Al fine di beneficiare della suddetta opzione è bene ricordare che la detrazione va ripartita in dieci quote annuali di pari importo a partire dall’anno in cui è sostenuta la spesa ed in quelli successivi; giova inoltre ricordare che il contribuente ha diritto a detrarre annualmente la quota spettante nei limiti dell’Irpef dovuta per l’anno in questione. Infatti non è ammesso il rimborso di somme eccedenti l’imposta; e ciò vuol dire che non ne è ammesso il rimborso, né tantomeno può essere conteggiato in diminuzione dell’imposta dovuta per l’anno successivo. Seppur di difficile comprensione, soprattutto per l’investitore straniero, tali premesse si rendono doverose al fine di una migliore comprensione dell’immobile che si vuole acquistare, dell’investimento che si sta effettuando e dei vantaggi di cui si può usufruire. Senz’altro le succitate agevolazioni fiscali (qualora sia possibile beneficiarne), oltre a stimolare un recupero di abitazioni già esistenti costituiscono un ulteriore incentivo per tutti coloro che desiderano acquistare immobili antichi e caratteristici, anche in cattive condizioni e pertanto ad un prezzo ancora più basso, per poi ristrutturarli, usufruendo degli incentivi previsti ed aumentando in maniera esponenziale il valore effettivo dell’investimento realizzato.

[4] Tali detrazioni, non sono cumulabili tra loro, sono da ripartire rispettivamente in 10 e 5 anni.

[5] Sotto l’aspetto pratico l’investitore estero, acquistato un immobile, dovrà presentare per una sola volta la Dichiarazione IMU, e per gli anni successivi la Dichiarazione IRPEF.

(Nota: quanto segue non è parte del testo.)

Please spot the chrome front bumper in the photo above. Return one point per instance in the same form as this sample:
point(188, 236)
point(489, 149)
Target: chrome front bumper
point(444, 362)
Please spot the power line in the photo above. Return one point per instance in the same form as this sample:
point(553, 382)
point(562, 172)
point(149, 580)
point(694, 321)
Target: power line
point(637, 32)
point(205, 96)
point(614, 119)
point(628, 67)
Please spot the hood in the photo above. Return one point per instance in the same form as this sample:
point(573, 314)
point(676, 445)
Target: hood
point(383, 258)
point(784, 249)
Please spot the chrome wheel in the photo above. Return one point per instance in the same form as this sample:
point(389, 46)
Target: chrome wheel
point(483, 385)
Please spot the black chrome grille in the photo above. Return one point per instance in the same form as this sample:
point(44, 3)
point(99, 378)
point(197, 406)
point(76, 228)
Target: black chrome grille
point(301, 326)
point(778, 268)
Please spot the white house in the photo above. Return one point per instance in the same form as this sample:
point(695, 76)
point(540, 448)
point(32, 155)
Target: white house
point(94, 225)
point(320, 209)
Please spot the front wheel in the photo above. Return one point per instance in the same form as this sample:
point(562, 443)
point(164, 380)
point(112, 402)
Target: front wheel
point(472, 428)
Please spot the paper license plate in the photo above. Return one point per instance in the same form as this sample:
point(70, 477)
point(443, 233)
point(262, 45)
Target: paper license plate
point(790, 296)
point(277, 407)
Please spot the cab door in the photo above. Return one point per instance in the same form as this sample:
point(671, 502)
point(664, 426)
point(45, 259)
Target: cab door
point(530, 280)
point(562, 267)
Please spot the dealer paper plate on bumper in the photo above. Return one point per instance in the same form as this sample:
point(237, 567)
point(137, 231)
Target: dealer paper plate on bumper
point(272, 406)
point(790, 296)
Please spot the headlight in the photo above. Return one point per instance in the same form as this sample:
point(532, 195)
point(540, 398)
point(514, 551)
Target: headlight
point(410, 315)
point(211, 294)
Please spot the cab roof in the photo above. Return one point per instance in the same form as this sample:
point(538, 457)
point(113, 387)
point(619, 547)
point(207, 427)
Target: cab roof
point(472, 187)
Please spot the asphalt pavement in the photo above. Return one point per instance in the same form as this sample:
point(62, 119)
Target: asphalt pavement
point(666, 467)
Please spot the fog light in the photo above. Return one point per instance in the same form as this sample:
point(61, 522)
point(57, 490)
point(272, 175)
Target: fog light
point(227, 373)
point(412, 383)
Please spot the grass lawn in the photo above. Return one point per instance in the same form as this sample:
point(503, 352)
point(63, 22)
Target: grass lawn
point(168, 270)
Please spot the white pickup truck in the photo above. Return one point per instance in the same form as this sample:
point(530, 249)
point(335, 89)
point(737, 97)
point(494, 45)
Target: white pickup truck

In particolare: ” Ai sensi della normativa italiana, i redditi di terreni e fabbricati ubicati nel territorio dello Stato sono imponibili in Italia anche se sono posseduti da contribuenti non residenti. Tuttavia, se il contribuente risiede in un Paese che ha stipulato con lItalia una Convenzione per evitare le doppie imposizioni, potrà certamente fruire delle misure previste dalla Convenzione stessa, per evitare che su tali redditi si verifichi una seconda imposizione“.

[6]Può richiedere la detrazione anche chi esegue in proprio i lavori sull’immobile, limitatamente alle spese di acquisto dei materiali utilizzati.

[7] Una metratura limitata sembrerebbe preferita perché facilmente rivendibile per il futuro e con maggiori possibilità di guadagno. Ma si è visto che nel primo trimestre del 2014 si è vista una ripresa per gli acquisti di immobili di pregio con ampie metrature.